In response, providers are looking to different care models to help lower demands and reliance on nurse-staffing agencies. This includes incorporating non-clinical resources that can help facilitate the movement of qualified patients across the episode of care, from initial interaction to follow-up and after-care. These efforts help increase nurse satisfaction and unlock financial resources that can be allocated toward retention efforts—an approach that is more cost-effective than relying on traveling nurses or other temporary staffing models.

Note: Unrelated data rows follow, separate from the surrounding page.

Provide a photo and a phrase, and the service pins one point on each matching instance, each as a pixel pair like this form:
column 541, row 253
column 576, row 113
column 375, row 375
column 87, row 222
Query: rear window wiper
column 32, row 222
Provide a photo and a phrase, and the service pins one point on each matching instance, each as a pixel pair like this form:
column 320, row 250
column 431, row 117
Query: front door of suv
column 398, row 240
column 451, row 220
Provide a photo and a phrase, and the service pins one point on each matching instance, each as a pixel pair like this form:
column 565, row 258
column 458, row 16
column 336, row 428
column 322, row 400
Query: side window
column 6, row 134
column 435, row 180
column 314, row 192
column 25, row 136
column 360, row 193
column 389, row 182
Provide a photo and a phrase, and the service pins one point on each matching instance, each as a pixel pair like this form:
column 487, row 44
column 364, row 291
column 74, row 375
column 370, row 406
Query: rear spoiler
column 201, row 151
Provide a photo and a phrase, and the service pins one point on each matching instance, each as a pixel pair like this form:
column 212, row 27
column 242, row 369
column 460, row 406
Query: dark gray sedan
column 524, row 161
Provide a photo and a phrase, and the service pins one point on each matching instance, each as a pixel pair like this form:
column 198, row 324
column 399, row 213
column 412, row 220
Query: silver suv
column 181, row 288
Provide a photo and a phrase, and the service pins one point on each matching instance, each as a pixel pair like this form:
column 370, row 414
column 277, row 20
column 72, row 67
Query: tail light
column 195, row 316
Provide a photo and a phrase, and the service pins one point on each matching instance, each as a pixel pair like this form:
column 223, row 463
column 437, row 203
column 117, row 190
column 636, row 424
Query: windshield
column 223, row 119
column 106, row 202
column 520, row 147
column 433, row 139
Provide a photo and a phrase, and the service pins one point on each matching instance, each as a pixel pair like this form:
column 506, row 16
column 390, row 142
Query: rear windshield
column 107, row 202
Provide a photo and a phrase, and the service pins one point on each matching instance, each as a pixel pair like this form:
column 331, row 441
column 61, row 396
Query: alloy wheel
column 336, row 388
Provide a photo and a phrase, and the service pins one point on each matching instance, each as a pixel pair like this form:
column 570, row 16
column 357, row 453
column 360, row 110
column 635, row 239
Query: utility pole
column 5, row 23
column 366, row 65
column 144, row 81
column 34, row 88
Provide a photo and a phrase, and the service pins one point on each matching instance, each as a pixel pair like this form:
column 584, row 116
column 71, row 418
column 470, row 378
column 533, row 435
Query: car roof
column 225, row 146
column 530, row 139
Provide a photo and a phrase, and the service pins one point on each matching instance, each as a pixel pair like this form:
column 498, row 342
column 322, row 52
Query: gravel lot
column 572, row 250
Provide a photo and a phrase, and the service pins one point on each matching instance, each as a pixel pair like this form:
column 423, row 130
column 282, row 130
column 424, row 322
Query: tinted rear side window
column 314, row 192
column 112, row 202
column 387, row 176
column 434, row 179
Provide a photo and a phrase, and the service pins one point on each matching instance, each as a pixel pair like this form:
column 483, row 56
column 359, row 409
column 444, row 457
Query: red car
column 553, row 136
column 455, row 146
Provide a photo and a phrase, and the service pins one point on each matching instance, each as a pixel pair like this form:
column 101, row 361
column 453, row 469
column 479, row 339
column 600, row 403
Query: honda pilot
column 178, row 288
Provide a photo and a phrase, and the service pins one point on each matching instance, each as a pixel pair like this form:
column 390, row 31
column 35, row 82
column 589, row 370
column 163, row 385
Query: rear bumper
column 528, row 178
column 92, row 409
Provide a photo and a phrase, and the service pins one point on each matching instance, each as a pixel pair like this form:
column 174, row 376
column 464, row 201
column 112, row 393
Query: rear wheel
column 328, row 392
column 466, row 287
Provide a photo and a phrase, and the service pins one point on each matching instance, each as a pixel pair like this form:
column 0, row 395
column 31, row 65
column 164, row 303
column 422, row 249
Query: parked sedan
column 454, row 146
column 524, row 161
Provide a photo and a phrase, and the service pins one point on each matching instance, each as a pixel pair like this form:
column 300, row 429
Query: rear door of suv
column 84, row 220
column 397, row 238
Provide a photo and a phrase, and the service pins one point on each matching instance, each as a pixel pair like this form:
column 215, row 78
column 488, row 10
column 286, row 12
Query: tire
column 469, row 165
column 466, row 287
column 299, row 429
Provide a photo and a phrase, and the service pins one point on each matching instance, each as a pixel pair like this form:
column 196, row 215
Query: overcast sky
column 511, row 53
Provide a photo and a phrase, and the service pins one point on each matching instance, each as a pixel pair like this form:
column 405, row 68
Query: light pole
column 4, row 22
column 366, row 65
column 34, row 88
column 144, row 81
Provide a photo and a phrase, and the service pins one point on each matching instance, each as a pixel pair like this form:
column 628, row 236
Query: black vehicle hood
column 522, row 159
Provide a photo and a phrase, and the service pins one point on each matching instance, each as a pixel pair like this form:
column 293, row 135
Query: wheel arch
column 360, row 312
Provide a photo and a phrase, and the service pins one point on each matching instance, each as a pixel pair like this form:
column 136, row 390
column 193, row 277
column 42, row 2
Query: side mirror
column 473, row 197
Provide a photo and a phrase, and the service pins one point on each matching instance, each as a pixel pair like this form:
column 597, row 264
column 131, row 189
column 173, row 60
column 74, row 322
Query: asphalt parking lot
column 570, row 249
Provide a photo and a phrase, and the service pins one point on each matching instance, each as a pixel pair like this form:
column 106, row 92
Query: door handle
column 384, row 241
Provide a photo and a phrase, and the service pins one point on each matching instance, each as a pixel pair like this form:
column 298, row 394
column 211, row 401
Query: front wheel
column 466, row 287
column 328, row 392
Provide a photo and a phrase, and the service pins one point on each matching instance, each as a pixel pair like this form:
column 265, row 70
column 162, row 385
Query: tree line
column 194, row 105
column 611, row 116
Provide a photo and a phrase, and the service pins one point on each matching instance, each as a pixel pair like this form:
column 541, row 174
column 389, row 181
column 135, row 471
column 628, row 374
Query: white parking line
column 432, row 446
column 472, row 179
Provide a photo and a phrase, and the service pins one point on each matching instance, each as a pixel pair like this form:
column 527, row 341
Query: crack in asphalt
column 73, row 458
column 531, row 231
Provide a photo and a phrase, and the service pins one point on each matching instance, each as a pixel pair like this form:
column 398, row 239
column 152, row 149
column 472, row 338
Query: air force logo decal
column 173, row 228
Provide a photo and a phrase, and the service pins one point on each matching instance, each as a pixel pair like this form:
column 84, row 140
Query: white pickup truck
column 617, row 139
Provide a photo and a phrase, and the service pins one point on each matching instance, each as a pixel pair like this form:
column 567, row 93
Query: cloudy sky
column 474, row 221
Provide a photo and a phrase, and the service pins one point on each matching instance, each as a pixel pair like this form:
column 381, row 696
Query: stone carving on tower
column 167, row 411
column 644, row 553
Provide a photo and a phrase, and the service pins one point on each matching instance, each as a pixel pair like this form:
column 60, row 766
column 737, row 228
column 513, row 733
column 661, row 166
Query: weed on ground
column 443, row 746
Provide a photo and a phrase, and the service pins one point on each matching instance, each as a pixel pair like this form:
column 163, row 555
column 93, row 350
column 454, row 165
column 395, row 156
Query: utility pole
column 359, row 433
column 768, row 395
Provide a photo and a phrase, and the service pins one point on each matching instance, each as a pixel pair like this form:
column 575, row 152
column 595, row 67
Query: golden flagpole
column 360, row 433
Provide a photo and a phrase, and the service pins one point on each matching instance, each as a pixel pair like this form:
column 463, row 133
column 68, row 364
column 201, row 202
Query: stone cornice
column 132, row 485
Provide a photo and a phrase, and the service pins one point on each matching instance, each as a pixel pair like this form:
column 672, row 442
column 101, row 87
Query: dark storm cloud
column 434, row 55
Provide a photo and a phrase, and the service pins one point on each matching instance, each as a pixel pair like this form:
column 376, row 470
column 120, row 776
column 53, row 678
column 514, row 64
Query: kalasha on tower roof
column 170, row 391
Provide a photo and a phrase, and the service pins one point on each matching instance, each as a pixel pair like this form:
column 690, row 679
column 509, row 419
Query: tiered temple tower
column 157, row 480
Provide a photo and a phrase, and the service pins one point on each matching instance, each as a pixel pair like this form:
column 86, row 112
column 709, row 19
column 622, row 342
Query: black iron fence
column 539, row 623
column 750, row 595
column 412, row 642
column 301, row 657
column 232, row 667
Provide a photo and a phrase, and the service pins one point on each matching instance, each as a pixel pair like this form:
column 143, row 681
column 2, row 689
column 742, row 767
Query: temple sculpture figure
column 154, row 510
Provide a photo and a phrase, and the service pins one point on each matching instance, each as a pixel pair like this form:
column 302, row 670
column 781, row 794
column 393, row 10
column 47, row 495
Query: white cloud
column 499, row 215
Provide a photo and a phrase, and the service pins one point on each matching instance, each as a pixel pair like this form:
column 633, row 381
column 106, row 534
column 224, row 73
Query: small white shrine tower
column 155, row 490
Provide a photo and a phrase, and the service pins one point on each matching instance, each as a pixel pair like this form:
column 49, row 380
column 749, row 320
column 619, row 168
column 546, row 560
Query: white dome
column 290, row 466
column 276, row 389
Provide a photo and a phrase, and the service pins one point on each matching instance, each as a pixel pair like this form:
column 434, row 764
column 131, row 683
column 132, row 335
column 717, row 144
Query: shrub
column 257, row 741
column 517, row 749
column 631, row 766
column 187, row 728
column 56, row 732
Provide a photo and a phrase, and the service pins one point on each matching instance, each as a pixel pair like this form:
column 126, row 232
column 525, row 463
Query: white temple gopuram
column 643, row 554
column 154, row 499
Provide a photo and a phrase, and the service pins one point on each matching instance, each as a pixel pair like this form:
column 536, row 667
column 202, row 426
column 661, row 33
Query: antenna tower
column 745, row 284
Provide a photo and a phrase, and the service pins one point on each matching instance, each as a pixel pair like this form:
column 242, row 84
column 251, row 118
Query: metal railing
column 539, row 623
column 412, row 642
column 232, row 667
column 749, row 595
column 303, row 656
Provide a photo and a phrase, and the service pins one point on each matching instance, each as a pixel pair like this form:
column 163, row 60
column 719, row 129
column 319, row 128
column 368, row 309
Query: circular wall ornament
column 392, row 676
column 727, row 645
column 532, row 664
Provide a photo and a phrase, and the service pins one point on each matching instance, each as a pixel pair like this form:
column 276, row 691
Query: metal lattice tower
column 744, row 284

From physician practices to acute care and post-acute facilities, healthcare providers are looking to turnkey solutions that deliver a single hub for managing the patient care journey, lowering total cost, reducing the risk of avoidable deterioration, and unlocking nursing capacity. Foundational to an effective strategy is an approach tuned to the lowest total cost of performance.
Wherever possible, technology, including AI, should be leveraged to help identify patients who have a need, deliver communications to drive appointment adherence including reminders and wayfinding, and leverage established protocols to accelerate the localization of guidance and escalation.
Every step in the patient journey should be optimized to increase access, adherence, and navigation using the right combination of levers (technology, trained guides, and established protocols and processes) to drive to the best and most optimal outcome for the patient and the provider. Providers can reduce non-clinical demands on nursing staff while:
Increasing access:
- 1. Increase patient acquisition
- 2. Improve patient account management
- 3. Streamline appointment setting
- 4. Optimize awareness/marketing efforts
Increasing adherence:
- 1. Route patients to the most appropriate site of care
- 2. Ensure compliance with care plans
- 3. Lower barriers to care
- 4. Provide practical education and support where needed
Improve navigation:
- 1. Deliver timely, continuous, simplified patient engagement techniques that are personalized and connected to the patient, the provider, and the clinical encounter
- 2. Build a peer-patient relationship that helps uncover hidden barriers to care
- 3. Improve patient satisfaction and retention
An Optimized Patient Journey Assistance and Outreach solution serves as a 5x force multiplier for nursing staff. It removes the non-clinical, lower-level tasks and serves as a patient connection front line. Escalations are made based on protocols and with the right level of information for nursing staff to act. This approach helps to move lower level, non-billable activities off nursing and onto the most appropriate human capital and technology resources that are tuned and trained to target outcomes across the patient journey.